Do incydentu doszło podczas uroczystości z okazji inauguracji nowego połączenia szybkiej kolei TGV.
Nieszczęśliwy wypadek?
Według dziennika "Le Parisien", chodzi o strzelca wyborowego z elitarnej jednostki żandarmerii PSPG, który - chcąc zmienić pozycję - potknął się i przypadkowo pociągnął za spust odbezpieczonej broni.

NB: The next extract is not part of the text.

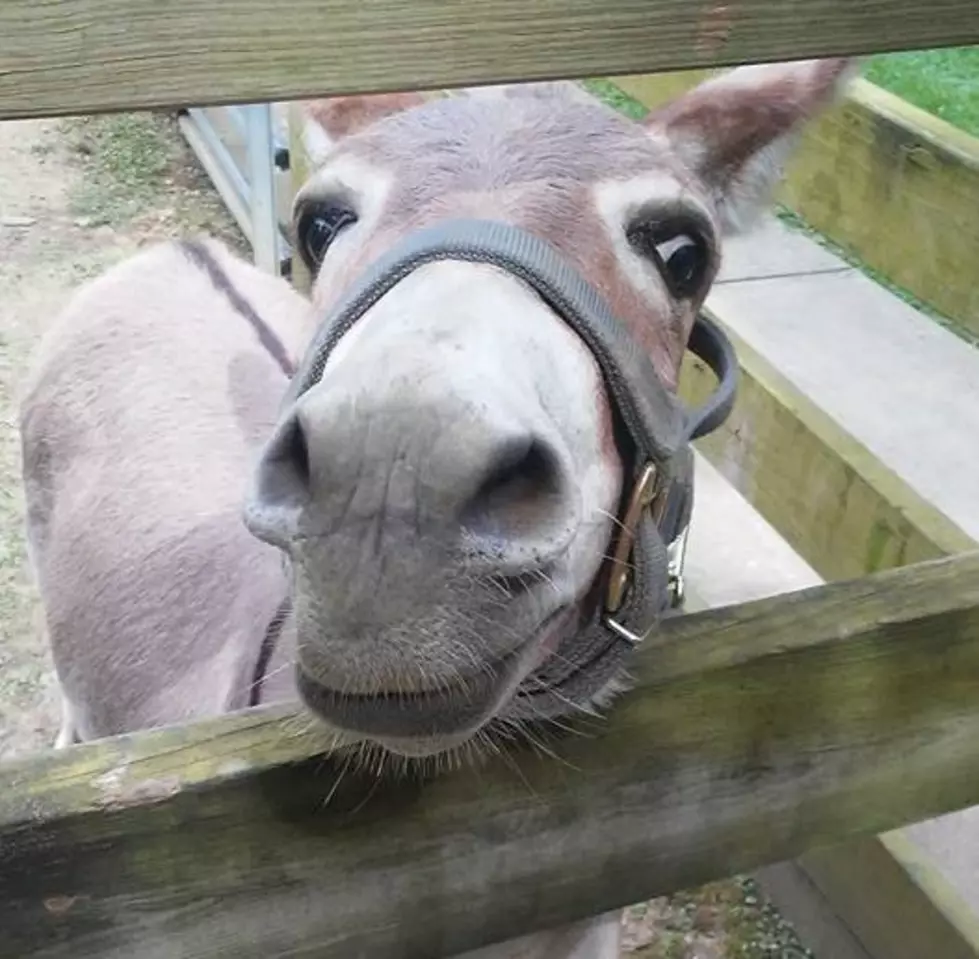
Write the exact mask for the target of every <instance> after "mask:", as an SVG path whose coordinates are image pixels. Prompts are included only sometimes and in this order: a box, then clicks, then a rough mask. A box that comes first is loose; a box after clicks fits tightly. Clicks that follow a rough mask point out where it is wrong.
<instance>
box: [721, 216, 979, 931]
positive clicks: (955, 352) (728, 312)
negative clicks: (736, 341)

Gazeta podaje, że w wyniku incydentu, do którego doszło w mieście Villognon na zachodzie Francji, obrażenia odnieśli jeden z gości i kelner z miejscowego hotelu.
Portal telewizji BBC powołujący się na lokalne media pisze, że jedna z osób została postrzelona w kostkę, a druga w nogę. Ich życiu nie zagraża niebezpieczeństwo - zapewnili francuscy oficjele, dodaje BBC.
Strzały przerwały na kilka chwil przemówienie Hollande'a, ale wśród zebranych nie doszło do paniki. Na nagraniu z przemówienia szefa państwa słychać głośny dźwięk przypominający strzał. - Mam nadzieję, że to nic poważnego - powiedział Hollande i po krótkiej przerwie kontynuował przemówienie.
Incydent nie spowodował ewakuacji szefa państwa. Francuska prokuratura otworzyła śledztwo w tej sprawie.